An American journalist who was recently released after spending more than three months inside a notorious Myanmar prison, has said he was interrogated and tortured in custody along with many other detainees.

Nathan Maung, the 44-year-old editor of Kamayut Media, was detained on 9 March by the junta in a raid.

“I was punched and slapped several times. No matter what I said, they just beat me. They used both their hands to slap my eardrums many times. They punched my cheekbones on both sides. They punched my shoulders. I was not allowed to stand up. My legs were swollen. I could not move anymore,” Mr Maung, who was released and deported to US on 15 June, told Reuters.

He spent two weeks in a military-run interrogation centre in Yangon, according to CNN Business. Speaking to the media outlet from Washington, DC, Mr Maung said he feared he would be killed by the soldiers in detention and that his time at the facility was “hell.”

The editor expressed concerns for his colleague Hanthar Nyein, a Myanmar national at the Insein prison where political detainees are kept. “We’ve been through the hell together. So, we should be released together,” Maung told CNN Business. “I really want him to know that we are not forgetting him. He’s not alone,” he added.

Another American journalist — Danny Fenster — is being held at the same prison after being detained as he was trying to leave the country, according to reports.

The 37-year-old managing editor of Frontier Myanmar was detained at the Yangon International Airport on 25 May when he was about to board a flight to Kuala Lumpur.

Frontier Myanmar said in a statement on its website that Mr Fenster was remanded to Insein Prison for two weeks following a brief hearing and is scheduled to appear again in court on July 1. “No reason was given for the filing of the charge against him,” it said.

“Nevertheless, we know that Danny has done nothing to warrant this 505a charge. We condemn his detention and demand his immediate and unconditional release.”

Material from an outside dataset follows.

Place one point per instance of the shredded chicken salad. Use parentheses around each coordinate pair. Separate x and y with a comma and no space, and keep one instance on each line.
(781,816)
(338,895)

Myanmar’s military seized power in a coup in February 2021 from a democratically-elected government claiming widespread voter fraud, even though the country’s election commission found no proof of irregularities. Activists say more than 800 people have been killed by Myanmar’s military forces in violent protests against the military junta.

Mr Maung spoke about brutal torture of other prisoners with Reuters. “Some people experienced worse torture than us. There was someone together with me in a room for two days. His body was covered in bruises and injuries. They put his handcuffed hands on the table and beat his hand. The bones were not broken, but he was badly injured and his skin was ripped off,” he claimed.

He also claimed that he was not allowed to sleep for three or four days during his interrogation. He told CNN Business he was denied water but his colleague had it worse. He was made to kneel and his skin was burnt with cigarettes, Mr Maung said.

The military has not yet responded to a request for comment by CNN Business.

Human Rights Watch last week flagged arbitrary detention of thousands of people and “torture routine beatings, and other ill-treatment since the February 1, 2021 military coup.”

“Myanmar’s military and police often hold detainees in custody for extended periods, in overcrowded and unhygienic interrogation centres and prisons. Those detained are frequently kept incommunicado, unable to contact relatives or legal counsel,” the human rights group noted.

“Since the coup on February 1, Myanmar’s authorities have been using torture without fear of repercussions,” said Myanmar researcher at Human Rights Watch Manny Maung, who is no relation to Mr Maung. HRW wrote about a 17-year-old boy who was allegedly beaten for days while blindfolded and buried up to his neck in a mock burial.